The oceans uptake of atmospheric CO2 is connected both to physical and biological processes. This uptake has been very important for the Earths climate, modulating the effect of man-made CO2 since the industrial revolution.

However, with the continuing increase of CO2 in the atmosphere and the observed climate change, it is uncertain how the ocean’s uptake will be affected in the future.

A key knowledge here is the link between the physical processes and the oceanic carbon cycle. To increase our understanding of this link is the overall aim of VENTILATE.

VENTILATE will evaluate decadal changes (from early 1980s until today) in ventilation of the Nordic Seas (Greenland, Iceland, and Norwegian Seas) and the Arctic Ocean.

With ventilation we mean the renewal of water at larger depths, with water from the ocean surface. For this we will utilise the trace gases chlorofluorocarbons (CFCs) and sulphur hexafluoride (SF6), which are mixed down into the ocean surface from the atmosphere, and then transported to the ocean interior through mixing processes.

These tracers give a mean to estimate how old water from different depths are, where water mass age is defined as the time since that water was in contact with the atmosphere.

VENTILATE aims to improve our understanding of how fluxes of carbon are affected by the ventilation state. This goes both for the physically driven process of uptake and surface-to-deep water transport of man-made CO2, and of biologically driven uptake and vertical transport of carbon.

By combining data of dissolved oxygen and water mass ages we can infer the amount of vertically exported carbon from biological production.

In VENTILATE we will use a state-of-the-art Earth system model (NorESM) to simulate ventilation rates and carbon fluxes in the Nordic Seas.
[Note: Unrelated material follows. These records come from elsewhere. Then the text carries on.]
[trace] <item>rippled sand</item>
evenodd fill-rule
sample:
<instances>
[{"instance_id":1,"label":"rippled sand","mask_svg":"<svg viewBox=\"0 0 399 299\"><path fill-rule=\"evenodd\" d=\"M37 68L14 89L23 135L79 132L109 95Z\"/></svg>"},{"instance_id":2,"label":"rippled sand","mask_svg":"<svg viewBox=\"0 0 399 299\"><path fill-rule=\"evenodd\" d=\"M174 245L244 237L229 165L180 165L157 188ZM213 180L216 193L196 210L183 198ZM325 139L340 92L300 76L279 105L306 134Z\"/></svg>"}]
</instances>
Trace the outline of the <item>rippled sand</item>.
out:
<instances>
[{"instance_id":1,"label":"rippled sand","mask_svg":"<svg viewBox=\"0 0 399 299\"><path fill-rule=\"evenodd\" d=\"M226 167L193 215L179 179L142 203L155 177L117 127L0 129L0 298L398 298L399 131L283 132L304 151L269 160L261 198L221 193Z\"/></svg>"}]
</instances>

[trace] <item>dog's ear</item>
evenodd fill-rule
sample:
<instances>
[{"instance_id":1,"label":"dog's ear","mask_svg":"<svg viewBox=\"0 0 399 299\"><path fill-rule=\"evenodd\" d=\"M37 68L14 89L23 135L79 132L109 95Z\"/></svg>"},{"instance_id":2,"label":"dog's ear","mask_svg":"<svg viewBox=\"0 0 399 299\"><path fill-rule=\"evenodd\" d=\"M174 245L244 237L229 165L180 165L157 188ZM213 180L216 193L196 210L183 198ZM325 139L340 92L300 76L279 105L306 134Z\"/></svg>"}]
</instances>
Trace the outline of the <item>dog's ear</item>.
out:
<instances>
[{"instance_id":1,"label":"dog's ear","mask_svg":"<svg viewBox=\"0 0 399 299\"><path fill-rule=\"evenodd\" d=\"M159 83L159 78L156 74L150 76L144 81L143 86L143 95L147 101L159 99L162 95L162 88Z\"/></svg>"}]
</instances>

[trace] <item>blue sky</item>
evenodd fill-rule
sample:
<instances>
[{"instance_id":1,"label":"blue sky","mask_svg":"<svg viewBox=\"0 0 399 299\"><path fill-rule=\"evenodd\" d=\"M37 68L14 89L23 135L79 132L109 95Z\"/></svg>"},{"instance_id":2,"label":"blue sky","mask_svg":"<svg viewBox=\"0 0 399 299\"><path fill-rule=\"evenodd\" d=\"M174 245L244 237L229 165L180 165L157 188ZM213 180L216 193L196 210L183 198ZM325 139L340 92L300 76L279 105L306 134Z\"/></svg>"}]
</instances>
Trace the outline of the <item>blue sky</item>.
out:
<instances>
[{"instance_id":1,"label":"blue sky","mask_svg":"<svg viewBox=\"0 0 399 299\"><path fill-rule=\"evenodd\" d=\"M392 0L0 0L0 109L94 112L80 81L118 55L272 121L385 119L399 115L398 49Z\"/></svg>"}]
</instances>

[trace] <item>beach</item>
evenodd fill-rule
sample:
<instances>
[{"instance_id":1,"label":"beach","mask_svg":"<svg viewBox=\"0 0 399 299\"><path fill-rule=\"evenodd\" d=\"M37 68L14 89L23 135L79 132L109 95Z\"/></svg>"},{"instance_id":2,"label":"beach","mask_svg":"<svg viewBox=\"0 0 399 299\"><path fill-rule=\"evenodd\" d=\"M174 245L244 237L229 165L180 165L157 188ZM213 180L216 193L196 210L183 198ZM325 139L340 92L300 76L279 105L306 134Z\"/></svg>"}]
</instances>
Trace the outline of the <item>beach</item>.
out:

This will make it possible to test different assumptions and relationships that will help us understand the complex links that exist between ocean, climate and carbon cycle in northern high latitudes, but also serve as an innovative validation for the model performance and benchmark for future improvements.

An example can be seen in Fig. 1 above, where a comparison is made between observational based inventory of anthropogenic CO2 (Cant) in the Nordic Seas, and one based on model simulation.